New research by PeaceRep and the Scottish Council on Global Affairs is examining how global fragmentation and multiple, competing peace processes are undermining the Women, Peace and Security agenda, particularly gender equality in peacemaking.
In light of the growing challenges facing gender advocates, the new research shares feminist strategies and policy recommendations to strengthen women’s participation amid fragmented conflicts.

New Research Shows Fragmentation Affecting Gender Equality in Peacemaking
Findings from collaboration between PeaceRep and the Scottish Council on Global Affairs reveal impact of fragmentation on the Women, Peace and Security agenda
New research published by PeaceRep and the Scottish Council on Global Affairs shows the impacts of global fragmentation and multimediation on the Women, Peace and Security agenda (WPS), particularly on gender equality in peacemaking.
As part of the project ‘Women, Peace and Security in the Age of Fragmentation’, researchers held an expert hybrid workshop at the University of Edinburgh in October 2025. The workshop brought together a group of individuals at multiple career stages from the worlds of diplomacy, governance, research, policy, practice, and activism to collectively make sense of this current moment in peacemaking, and generate new ideas to respond to a common challenge.
Findings from these deliberations have now been published as a Scottish Council on Global Affairs Insight Report, accompanied by a standalone policy brief containing recommendations for donor governments, gender equality advocates, and WPS actors in peace processes.
The report sets out how global fragmentation manifests through diversified and competing peace processes, and highlights some of the contemporary global crises facing the WPS agenda, including anti-gender backlash, securitisation, and modern technological and climate threats to women and gender minorities. The report identifies new challenges faced by gender advocates in navigating peace processes under fragmentation, such as the side-lining of gender in mediation, splintering women’s movements, and funding cuts.

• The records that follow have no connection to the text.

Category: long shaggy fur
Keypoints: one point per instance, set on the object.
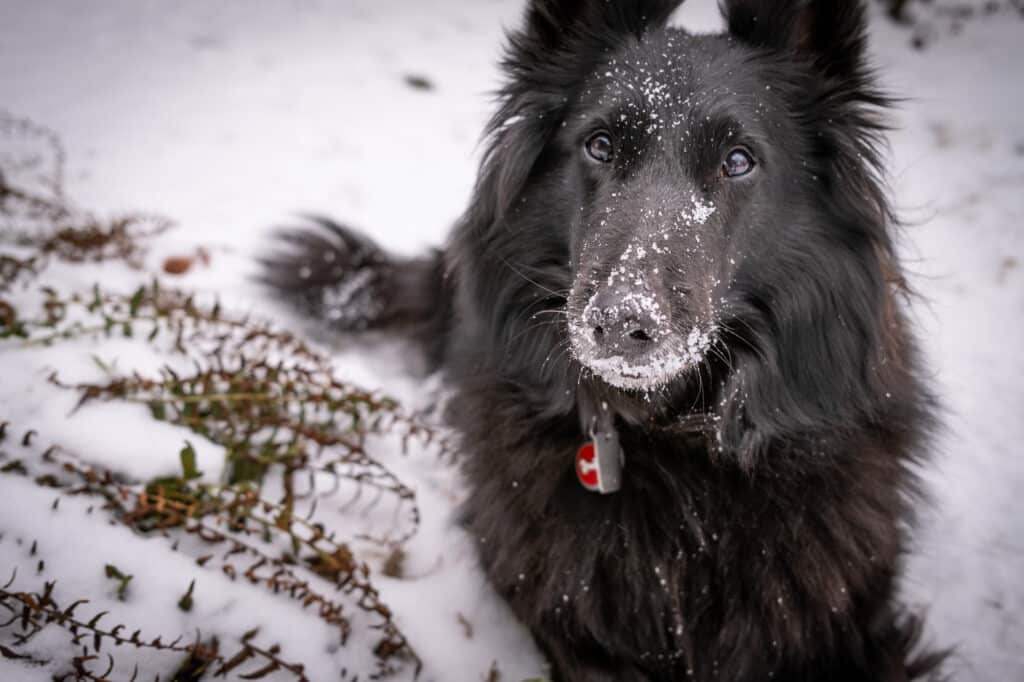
(767, 488)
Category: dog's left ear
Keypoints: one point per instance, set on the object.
(832, 35)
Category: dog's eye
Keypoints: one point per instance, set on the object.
(599, 147)
(737, 163)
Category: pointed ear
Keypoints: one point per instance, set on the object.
(829, 34)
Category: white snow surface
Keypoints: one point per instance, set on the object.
(229, 118)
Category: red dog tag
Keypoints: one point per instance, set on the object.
(587, 471)
(599, 463)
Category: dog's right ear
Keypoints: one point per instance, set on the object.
(545, 61)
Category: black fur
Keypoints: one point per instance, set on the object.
(769, 481)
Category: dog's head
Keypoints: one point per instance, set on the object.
(701, 199)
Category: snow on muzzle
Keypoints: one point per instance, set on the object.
(625, 334)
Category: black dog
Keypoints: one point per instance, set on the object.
(671, 322)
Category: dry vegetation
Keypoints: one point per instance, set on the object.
(274, 405)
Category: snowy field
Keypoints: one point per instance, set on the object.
(231, 117)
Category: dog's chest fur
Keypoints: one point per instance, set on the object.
(689, 563)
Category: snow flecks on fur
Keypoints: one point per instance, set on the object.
(699, 213)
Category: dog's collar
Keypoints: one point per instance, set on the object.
(599, 461)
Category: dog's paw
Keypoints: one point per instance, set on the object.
(335, 273)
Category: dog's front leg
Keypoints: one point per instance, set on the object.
(569, 664)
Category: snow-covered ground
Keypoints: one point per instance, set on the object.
(231, 117)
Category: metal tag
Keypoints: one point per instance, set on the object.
(599, 463)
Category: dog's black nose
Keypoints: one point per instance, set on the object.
(625, 322)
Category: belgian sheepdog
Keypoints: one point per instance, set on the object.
(672, 325)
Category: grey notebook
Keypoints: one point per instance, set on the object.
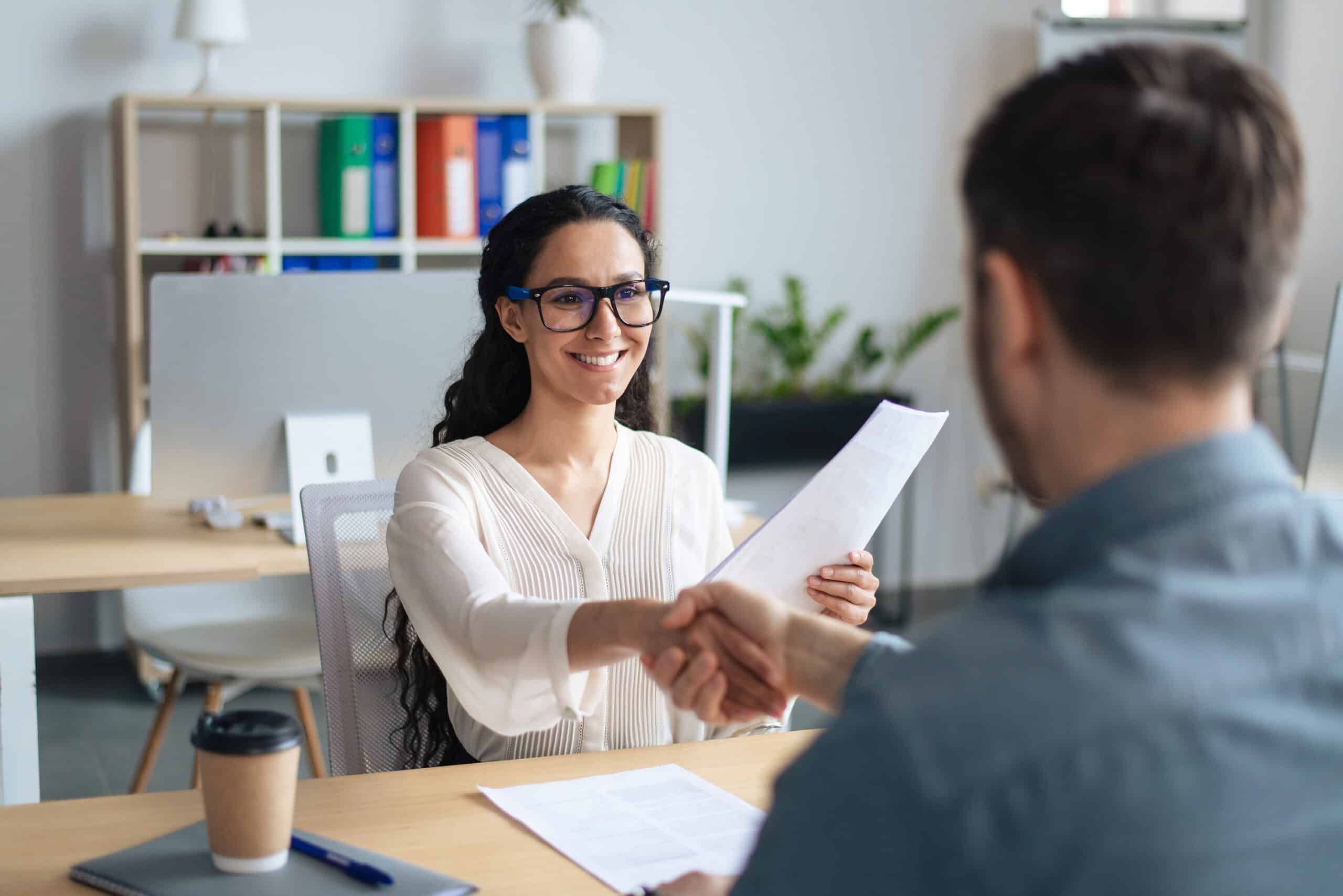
(179, 863)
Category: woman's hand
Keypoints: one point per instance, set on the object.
(730, 676)
(848, 593)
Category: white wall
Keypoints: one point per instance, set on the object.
(816, 139)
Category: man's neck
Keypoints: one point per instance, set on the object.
(1099, 437)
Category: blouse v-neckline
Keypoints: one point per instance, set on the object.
(520, 478)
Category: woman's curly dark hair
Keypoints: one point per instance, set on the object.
(491, 393)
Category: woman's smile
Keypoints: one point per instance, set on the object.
(603, 363)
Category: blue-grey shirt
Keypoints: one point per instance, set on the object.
(1147, 700)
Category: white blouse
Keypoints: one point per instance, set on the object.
(491, 570)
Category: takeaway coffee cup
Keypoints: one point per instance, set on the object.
(249, 767)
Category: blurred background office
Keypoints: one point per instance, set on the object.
(816, 142)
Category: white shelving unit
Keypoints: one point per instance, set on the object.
(637, 136)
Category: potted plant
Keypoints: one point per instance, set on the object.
(789, 417)
(564, 51)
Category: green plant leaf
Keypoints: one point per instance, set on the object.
(918, 334)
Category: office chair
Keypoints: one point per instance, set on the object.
(234, 637)
(347, 555)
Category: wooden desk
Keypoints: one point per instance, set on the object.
(93, 543)
(432, 817)
(104, 542)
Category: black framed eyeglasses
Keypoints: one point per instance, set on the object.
(566, 308)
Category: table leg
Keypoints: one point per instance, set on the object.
(18, 703)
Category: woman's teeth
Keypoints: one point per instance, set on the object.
(600, 360)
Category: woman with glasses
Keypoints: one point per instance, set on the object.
(536, 546)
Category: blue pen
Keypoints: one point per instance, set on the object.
(359, 871)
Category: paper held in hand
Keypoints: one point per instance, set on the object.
(837, 511)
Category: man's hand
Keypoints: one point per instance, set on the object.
(734, 637)
(723, 663)
(847, 591)
(805, 653)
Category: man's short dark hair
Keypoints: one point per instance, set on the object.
(1154, 194)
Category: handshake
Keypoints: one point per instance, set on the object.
(732, 655)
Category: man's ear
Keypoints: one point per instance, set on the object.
(511, 317)
(1017, 311)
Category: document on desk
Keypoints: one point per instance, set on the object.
(638, 828)
(837, 511)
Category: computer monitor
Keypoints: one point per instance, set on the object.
(231, 355)
(1325, 465)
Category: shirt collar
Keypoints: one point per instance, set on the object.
(1139, 497)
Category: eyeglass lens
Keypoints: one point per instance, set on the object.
(566, 308)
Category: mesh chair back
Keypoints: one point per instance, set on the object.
(347, 554)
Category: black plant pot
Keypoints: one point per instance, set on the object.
(764, 433)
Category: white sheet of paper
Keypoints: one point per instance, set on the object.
(837, 511)
(638, 828)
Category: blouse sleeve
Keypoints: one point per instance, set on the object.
(503, 653)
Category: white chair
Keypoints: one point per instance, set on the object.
(234, 637)
(347, 557)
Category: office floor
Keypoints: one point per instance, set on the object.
(93, 715)
(93, 718)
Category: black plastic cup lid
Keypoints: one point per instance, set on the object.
(246, 732)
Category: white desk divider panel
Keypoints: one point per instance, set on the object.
(18, 705)
(231, 355)
(1059, 37)
(323, 449)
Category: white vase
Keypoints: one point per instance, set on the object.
(566, 57)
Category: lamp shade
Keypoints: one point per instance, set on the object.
(212, 22)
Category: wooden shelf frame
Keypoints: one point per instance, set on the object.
(638, 136)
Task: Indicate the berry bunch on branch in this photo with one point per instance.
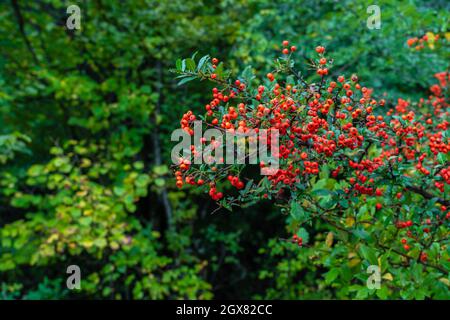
(372, 172)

Incorporating a feminist praxis of action and hope, the report also shares some ways that peace and security actors are navigating multimediation to advance gendered perspectives, explores the transformative potentials of inclusive grassroots peacemaking in fragmented conflicts, and suggests some ways to rethink WPS in response to global fragmentation.
Laura Wise, PeaceRep Senior Research Fellow and Principal Investigator of the SCGA project commented:
“The collective workshop and report really show the breadth and depth of the impact that global fragmentation is having on gender equality in peacemaking. The diversification of mediation initiatives is not only engendering new challenges that gender equality advocates now have to confront, but multimediation is also exacerbating longstanding gendered barriers to women and gender minorities participation in peace processes. However, we are encouraged that in the face of such challenges, gender equality actors are still finding creative and feminist ways to navigate and influence peacemaking, and we hope that the tangible recommendations set out in the report serve as a call to action.”
The project has also released a blog post on Women’s Leadership in an Era of Multimediation and Fragmentation authored by Salma Yusuf, and a podcast conversation between Kasia Houghton, Laura Wise, and Fiona Campbell.